Fini himself is benefiting, too. The party's dynamic leader consistently places among the country's highest-rated politicians in public opinion polls.
"They've won a new electorate that was not linked to the Fascist experience," observes Piero Ignazi, a political scientist at the University of Bologna and author of books on European and Italian right-wing movements. "The consensus comes from all levels of society, especially the young."
The National Alliance, which took the place of the MSI in January 1995, emphasizes that Fascism is finished. "The voters who are still in some way linked to [Fascism] either vote for Rauti or don't vote or don't exist any more, simply because more than 50 years have passed since the end of World War II," says Adolfo Urso, a parliamentary deputy and part of the National Alliance's 15-member national executive.
The National Alliance is not like the far-right National Front of Jean-Marie Le Pen in France, Mr. Urso says. The points of reference he cites are Charles de Gaulle, Margaret Thatcher, and Ronald Reagan."The Italian right is not racist and never has been. It isn't chauvinistic. It isn't xenophobic," he says.
Left-wing commentator Barbara Spinelli agrees that Mr. Le Pen's National Front and Fini's National Alliance are two different phenomena. "Italy and France are not in any way comparable in the present historical moment," she wrote last week in La Stampa, a prestigious Turin daily.
Communism, the historic enemy of Fascism, collapsed with the Berlin Wall, so it was natural that Fini should transform the neo-Fascist MSI into a new party, Urso says. The black shirts of Mussolini's followers, the Fascist salutes, and the Mussolini busts - all MSI symbols earlier in the decade, when Fini was still calling Mussolini the century's greatest statesman - are gone. Fascism is finished, Urso says.
"It's a historical fact. It's a little like studying Napoleon," he says.

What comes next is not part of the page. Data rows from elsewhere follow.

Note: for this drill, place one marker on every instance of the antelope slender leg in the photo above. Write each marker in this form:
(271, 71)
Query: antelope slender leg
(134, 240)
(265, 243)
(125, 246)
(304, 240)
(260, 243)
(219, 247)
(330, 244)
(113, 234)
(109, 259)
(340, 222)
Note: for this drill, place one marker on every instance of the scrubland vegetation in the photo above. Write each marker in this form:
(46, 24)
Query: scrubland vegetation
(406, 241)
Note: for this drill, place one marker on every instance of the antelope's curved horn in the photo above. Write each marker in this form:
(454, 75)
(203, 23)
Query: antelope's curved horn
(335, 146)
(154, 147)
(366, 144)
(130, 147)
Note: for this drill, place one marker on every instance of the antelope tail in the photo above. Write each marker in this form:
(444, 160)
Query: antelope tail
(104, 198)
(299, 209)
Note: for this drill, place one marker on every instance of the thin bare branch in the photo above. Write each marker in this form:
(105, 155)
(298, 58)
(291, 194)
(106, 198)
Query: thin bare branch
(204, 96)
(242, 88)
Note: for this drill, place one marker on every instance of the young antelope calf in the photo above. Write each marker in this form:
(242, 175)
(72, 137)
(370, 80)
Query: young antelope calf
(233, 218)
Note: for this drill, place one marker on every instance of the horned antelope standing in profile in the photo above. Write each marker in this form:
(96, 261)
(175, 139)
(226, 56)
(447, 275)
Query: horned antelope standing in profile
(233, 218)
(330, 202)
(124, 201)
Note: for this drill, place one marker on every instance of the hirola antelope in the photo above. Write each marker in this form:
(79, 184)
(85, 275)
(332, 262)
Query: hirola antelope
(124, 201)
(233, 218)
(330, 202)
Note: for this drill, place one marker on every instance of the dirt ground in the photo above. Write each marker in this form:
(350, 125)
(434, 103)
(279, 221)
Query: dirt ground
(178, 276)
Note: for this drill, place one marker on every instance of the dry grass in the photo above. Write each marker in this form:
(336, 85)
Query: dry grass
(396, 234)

Professor Ignazi, while admitting that he is very hard on the National Alliance, is much more cautious. He sees in the party strong cultural, ideological, and sentimental links to Fascism. The National Alliance has not repudiated Fascism or termed it a mistake or an evil, he says, it has simply swept Fascism under the rug.
"There are many nice declarations, but no consistent action has been taken," Ignazi says. "Doing that is terribly painful."